The rest was a version of every other story Abigail heard on these nights. Eventually Katie relaxed enough to let Craig go get her a drink. Then the haze, punctured here and there by sharp moments of terror. The bathroom tiles. The burning in her midsection. Two voices behind her, laughing. The other guy’s rat tail, the pebble stuck in the sole of his shoe. The smell of sweat and blood and something much more pungent coming from behind the toilet.
“‘Stop crying, Katie,’ Craig said, and he sounded sweet, like he did when he was telling me all about how the night was dancing, and almost scared, like maybe he was worried about me, like he wanted to protect me, and that’s when I started to get really, like, terrified.
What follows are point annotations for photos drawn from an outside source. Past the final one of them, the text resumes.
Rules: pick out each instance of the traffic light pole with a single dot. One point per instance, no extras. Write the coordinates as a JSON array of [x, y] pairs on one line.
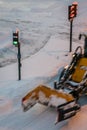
[[71, 25], [19, 62]]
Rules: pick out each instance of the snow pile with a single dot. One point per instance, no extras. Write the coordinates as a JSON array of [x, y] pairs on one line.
[[78, 122]]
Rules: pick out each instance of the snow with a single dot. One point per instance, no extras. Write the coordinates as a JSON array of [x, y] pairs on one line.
[[40, 67]]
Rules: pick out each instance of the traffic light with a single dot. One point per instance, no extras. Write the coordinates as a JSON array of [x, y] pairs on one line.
[[15, 38], [72, 11]]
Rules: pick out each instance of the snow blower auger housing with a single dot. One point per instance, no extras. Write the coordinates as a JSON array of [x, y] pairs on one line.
[[71, 84]]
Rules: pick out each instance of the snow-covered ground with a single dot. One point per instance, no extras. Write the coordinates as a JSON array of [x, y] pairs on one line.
[[50, 31]]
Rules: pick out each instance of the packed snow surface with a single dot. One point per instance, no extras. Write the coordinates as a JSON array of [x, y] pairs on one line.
[[44, 38]]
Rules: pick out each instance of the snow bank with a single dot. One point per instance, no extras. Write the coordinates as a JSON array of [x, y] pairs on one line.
[[78, 122]]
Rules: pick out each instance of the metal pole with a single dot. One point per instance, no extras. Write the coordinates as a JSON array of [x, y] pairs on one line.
[[19, 62], [71, 24]]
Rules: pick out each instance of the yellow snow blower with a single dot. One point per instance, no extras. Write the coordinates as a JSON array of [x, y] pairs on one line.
[[70, 85]]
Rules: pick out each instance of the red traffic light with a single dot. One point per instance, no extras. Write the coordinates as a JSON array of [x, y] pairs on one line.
[[72, 11], [15, 38]]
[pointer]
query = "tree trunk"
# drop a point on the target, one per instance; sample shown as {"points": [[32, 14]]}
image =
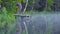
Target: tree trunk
{"points": [[25, 6]]}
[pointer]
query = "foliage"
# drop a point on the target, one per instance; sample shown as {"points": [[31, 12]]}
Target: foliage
{"points": [[7, 23], [49, 4]]}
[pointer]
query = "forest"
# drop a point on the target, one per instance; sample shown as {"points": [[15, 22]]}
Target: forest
{"points": [[9, 8]]}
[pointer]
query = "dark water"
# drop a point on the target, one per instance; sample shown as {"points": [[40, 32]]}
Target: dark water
{"points": [[40, 24], [44, 24]]}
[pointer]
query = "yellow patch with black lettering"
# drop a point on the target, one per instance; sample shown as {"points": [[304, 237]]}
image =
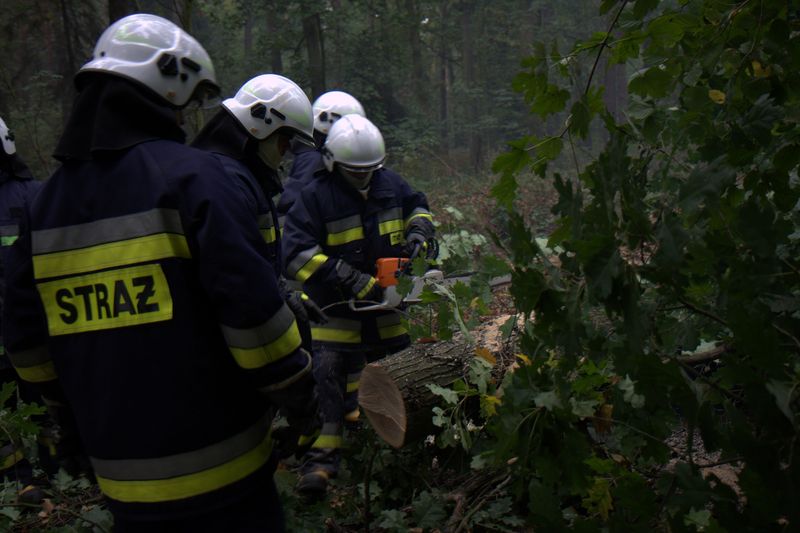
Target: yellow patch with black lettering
{"points": [[106, 300]]}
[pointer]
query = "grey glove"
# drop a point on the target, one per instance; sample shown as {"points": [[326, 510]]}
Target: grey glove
{"points": [[362, 286]]}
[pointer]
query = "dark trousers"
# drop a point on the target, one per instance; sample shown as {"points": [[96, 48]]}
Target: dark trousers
{"points": [[337, 374], [260, 512]]}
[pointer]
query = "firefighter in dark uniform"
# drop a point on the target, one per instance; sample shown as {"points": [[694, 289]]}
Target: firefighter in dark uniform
{"points": [[353, 213], [249, 136], [17, 188], [327, 109], [145, 291]]}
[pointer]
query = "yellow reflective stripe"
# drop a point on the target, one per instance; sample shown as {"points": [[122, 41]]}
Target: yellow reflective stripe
{"points": [[392, 331], [113, 254], [309, 268], [343, 237], [390, 226], [251, 358], [268, 234], [11, 459], [106, 300], [176, 488], [363, 292], [420, 214], [335, 335], [38, 373], [328, 441]]}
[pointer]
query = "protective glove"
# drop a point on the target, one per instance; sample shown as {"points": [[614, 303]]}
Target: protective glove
{"points": [[304, 308], [420, 233], [362, 286]]}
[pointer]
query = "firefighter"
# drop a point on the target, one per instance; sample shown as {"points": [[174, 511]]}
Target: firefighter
{"points": [[145, 291], [249, 136], [353, 212], [17, 187], [327, 109]]}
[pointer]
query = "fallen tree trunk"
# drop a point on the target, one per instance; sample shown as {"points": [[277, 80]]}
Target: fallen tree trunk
{"points": [[394, 391]]}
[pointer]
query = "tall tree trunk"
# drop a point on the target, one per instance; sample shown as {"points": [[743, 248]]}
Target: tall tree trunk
{"points": [[248, 34], [468, 36], [444, 89], [312, 31], [273, 27], [120, 8]]}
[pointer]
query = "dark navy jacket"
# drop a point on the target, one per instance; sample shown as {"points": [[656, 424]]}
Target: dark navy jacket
{"points": [[16, 193], [307, 161], [331, 221], [146, 290]]}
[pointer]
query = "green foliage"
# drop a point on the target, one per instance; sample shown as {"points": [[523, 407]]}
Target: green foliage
{"points": [[683, 233]]}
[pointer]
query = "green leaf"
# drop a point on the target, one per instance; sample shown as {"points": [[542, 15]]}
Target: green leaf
{"points": [[699, 519], [782, 391], [449, 396], [583, 408], [627, 386], [552, 100], [549, 400], [428, 511]]}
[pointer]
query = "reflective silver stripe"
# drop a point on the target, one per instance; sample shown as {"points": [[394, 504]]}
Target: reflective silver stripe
{"points": [[266, 333], [288, 381], [265, 222], [183, 463], [388, 320], [9, 231], [331, 428], [343, 224], [107, 230], [393, 213], [30, 358], [301, 259]]}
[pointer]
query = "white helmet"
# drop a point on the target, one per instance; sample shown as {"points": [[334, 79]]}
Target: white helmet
{"points": [[158, 54], [7, 138], [355, 144], [270, 102], [332, 106]]}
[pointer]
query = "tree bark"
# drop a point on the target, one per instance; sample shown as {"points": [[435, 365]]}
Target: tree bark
{"points": [[415, 45], [121, 8], [273, 27], [312, 31]]}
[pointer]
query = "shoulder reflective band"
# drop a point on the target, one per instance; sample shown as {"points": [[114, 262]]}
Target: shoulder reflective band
{"points": [[267, 228], [186, 474], [106, 300], [271, 341], [34, 365], [8, 234], [291, 379], [353, 381], [344, 230], [306, 263], [329, 437], [390, 326], [419, 212], [390, 220], [107, 243], [338, 330]]}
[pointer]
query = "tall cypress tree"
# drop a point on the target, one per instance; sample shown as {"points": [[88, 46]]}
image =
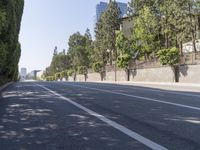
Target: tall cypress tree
{"points": [[9, 44]]}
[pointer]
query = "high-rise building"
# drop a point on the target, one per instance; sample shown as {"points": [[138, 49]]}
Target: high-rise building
{"points": [[101, 7]]}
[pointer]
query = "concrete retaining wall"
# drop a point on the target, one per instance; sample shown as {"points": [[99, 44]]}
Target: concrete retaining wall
{"points": [[188, 74], [164, 74]]}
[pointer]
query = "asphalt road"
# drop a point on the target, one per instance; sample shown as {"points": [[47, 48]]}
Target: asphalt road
{"points": [[91, 116]]}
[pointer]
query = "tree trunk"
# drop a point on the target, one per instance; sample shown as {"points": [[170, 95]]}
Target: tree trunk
{"points": [[181, 48]]}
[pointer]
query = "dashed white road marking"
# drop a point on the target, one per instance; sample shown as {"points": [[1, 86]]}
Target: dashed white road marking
{"points": [[115, 125]]}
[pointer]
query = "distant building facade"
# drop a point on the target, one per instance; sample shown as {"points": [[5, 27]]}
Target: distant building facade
{"points": [[102, 6], [23, 74]]}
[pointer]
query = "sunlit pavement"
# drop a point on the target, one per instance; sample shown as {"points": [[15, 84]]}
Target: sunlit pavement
{"points": [[38, 115]]}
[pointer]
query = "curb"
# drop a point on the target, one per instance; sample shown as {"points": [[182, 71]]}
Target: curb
{"points": [[150, 83], [5, 86]]}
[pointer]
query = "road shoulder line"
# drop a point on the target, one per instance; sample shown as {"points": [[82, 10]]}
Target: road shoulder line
{"points": [[142, 98], [115, 125]]}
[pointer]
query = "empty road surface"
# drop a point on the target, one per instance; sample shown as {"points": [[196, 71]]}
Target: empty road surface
{"points": [[91, 116]]}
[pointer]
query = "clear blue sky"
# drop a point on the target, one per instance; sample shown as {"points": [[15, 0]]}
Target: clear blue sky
{"points": [[49, 23]]}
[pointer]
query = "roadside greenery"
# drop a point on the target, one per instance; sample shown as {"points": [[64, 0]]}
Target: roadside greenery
{"points": [[160, 27], [10, 50]]}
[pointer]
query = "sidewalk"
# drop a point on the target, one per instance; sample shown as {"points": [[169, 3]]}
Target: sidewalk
{"points": [[5, 85], [187, 87]]}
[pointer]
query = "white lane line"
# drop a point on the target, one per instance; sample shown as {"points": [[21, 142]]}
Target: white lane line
{"points": [[139, 87], [115, 125], [141, 98]]}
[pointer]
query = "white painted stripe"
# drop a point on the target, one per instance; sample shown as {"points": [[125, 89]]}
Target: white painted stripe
{"points": [[146, 88], [115, 125], [141, 98]]}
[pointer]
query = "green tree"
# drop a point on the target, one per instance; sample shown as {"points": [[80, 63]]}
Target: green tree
{"points": [[10, 19], [145, 33], [124, 51], [171, 57]]}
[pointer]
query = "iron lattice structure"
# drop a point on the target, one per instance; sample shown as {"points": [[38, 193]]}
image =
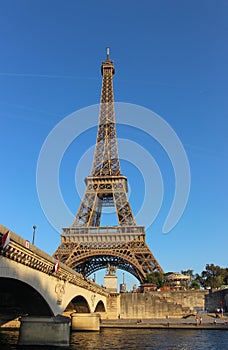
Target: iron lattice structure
{"points": [[86, 246]]}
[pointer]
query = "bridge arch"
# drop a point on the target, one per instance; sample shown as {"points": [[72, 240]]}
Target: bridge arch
{"points": [[100, 307], [18, 298], [91, 261], [78, 304]]}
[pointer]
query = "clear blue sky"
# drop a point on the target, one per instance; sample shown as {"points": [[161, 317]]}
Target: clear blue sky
{"points": [[170, 57]]}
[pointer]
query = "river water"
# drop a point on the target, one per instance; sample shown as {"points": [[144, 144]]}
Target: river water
{"points": [[131, 339]]}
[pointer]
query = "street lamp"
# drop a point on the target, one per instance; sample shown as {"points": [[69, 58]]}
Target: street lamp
{"points": [[34, 232]]}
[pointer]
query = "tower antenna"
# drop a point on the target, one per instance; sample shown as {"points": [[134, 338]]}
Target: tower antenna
{"points": [[108, 53]]}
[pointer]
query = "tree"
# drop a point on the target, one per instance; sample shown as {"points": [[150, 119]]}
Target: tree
{"points": [[213, 276], [156, 278]]}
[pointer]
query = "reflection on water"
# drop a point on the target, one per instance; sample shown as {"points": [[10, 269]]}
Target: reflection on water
{"points": [[131, 339]]}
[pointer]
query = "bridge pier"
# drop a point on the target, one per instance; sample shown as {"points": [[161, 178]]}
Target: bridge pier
{"points": [[85, 322], [51, 331]]}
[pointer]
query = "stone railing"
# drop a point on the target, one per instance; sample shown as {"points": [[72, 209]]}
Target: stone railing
{"points": [[23, 252]]}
Because… because…”
Katie dissolved into sobs.
Abigail’s stomach rumbled. Her jaw throbbed. She could feel the pressure in the back of her teeth.
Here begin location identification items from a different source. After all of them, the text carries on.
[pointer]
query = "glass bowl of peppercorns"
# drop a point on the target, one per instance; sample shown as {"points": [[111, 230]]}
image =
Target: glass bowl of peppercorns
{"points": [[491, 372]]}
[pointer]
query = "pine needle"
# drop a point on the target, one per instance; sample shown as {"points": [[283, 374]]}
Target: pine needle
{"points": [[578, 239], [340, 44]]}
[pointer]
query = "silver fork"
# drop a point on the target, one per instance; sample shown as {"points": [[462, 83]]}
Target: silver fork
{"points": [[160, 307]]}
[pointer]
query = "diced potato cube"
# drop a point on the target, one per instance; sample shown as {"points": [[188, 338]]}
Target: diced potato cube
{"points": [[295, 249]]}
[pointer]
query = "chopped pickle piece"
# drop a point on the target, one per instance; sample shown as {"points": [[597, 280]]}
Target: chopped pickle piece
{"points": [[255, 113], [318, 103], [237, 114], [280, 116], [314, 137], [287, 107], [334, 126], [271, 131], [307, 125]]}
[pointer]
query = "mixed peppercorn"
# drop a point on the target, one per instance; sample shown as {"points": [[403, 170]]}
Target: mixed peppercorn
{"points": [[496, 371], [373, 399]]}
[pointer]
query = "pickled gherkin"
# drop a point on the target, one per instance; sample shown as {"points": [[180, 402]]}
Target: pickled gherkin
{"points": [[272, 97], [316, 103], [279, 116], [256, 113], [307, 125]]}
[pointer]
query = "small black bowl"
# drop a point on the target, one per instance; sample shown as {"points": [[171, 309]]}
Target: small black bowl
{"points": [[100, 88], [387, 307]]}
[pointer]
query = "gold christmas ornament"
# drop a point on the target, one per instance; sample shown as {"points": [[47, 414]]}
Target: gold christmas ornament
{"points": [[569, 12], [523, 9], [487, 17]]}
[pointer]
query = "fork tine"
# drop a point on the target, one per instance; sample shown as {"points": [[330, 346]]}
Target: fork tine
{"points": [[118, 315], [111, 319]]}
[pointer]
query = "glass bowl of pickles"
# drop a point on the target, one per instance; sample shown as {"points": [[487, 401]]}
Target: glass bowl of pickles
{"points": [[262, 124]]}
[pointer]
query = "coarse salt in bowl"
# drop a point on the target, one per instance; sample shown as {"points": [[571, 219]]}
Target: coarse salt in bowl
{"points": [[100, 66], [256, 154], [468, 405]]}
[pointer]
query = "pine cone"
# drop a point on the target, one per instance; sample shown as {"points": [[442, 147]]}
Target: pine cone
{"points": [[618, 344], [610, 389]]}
She reached out and took Katie’s hand. Squeezed.
The name fell into her mind, as she knew it would:
Craig Mellick.
#
He rode into the village on a pale brown horse. The horse pulled a cart. Inside the cart were two coffins. One for him and one for her.
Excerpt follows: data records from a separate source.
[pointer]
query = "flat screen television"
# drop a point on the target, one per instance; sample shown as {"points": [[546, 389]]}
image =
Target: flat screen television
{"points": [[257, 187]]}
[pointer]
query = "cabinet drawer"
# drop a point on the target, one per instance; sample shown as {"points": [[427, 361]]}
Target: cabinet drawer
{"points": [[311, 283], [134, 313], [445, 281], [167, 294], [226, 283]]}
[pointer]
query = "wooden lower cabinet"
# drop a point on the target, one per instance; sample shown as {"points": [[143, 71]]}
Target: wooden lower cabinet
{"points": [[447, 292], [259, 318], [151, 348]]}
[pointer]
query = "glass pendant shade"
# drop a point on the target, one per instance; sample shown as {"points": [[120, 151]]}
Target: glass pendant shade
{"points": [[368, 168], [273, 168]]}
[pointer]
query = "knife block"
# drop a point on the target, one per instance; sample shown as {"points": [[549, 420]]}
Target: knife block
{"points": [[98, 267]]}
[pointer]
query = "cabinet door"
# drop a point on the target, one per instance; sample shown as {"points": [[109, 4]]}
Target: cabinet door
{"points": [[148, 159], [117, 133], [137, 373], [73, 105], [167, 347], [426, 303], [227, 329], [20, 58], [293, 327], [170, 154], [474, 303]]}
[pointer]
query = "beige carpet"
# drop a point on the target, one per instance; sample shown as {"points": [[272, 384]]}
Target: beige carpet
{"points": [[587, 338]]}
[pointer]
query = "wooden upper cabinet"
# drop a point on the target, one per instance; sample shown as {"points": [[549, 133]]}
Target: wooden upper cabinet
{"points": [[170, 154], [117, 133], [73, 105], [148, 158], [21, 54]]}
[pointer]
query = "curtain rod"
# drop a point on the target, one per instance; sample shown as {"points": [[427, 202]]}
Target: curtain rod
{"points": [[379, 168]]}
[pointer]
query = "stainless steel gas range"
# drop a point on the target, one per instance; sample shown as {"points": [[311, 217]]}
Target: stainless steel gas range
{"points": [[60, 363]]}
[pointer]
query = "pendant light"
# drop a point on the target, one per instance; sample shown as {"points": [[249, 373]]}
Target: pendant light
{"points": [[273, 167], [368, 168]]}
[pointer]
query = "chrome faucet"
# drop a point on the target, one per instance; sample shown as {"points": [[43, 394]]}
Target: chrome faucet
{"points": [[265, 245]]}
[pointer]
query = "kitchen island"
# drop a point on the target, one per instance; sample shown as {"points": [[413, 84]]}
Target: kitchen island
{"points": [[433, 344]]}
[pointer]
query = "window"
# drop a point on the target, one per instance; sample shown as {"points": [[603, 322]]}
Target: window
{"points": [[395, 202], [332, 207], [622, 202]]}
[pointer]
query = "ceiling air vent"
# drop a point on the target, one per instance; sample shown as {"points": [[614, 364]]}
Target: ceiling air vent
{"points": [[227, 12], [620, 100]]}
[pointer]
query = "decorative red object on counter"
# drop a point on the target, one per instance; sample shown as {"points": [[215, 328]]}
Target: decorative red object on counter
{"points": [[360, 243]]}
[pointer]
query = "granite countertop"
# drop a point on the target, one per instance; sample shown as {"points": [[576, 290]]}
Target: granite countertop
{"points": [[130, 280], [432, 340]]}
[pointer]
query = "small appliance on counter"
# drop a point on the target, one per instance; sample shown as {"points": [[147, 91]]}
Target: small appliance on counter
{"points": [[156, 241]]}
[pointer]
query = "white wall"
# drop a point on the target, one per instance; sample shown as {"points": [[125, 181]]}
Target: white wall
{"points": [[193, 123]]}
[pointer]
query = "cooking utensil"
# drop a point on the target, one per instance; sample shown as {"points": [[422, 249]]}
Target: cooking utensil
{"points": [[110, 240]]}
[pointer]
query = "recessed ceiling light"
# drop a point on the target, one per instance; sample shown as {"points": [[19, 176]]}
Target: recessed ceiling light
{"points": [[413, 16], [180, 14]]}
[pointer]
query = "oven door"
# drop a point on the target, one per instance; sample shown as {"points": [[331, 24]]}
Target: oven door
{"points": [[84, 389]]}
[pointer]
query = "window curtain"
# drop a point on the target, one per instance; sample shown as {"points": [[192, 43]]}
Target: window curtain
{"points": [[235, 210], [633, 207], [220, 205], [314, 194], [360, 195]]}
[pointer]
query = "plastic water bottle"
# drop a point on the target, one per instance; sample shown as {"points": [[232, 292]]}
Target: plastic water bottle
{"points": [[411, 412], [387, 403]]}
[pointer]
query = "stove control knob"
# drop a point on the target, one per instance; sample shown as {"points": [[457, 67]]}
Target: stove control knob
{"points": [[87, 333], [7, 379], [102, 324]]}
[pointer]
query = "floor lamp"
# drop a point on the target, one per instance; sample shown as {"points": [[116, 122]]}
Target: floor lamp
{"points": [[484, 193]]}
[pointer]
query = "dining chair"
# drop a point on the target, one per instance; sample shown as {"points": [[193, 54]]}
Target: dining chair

But she didn’t know that yet.
The village had no official name. The people who lived there called it Esmeralda, after the old woman Esmeralda Hilargi, who had come over from the Old World—from Basque country—a century before and planted a stick in the dirt and under the stick found a spring, cool and clear and sweet. She lived there for another fifty years, in a crumbling mud and thatch hut on the northern edge of the village. Others heard about the spring and came from the North and the South, and there they settled. Some said Lady Esmeralda was a witch. Her name meant moon in Euskara, her native tongue, and many thought that was an ill omen. Everyone had heard the stories from their grandfathers and knew the Basques were an odd, witchy folk. But others said she was a saint. She had found the spring, after all, in the middle of nothing but dirt and creosote. Abigail Conchita Villareál, nineteen years old and the youngest of seven daughters (all of them married but her), thought Lady Esmeralda had probably just been lucky.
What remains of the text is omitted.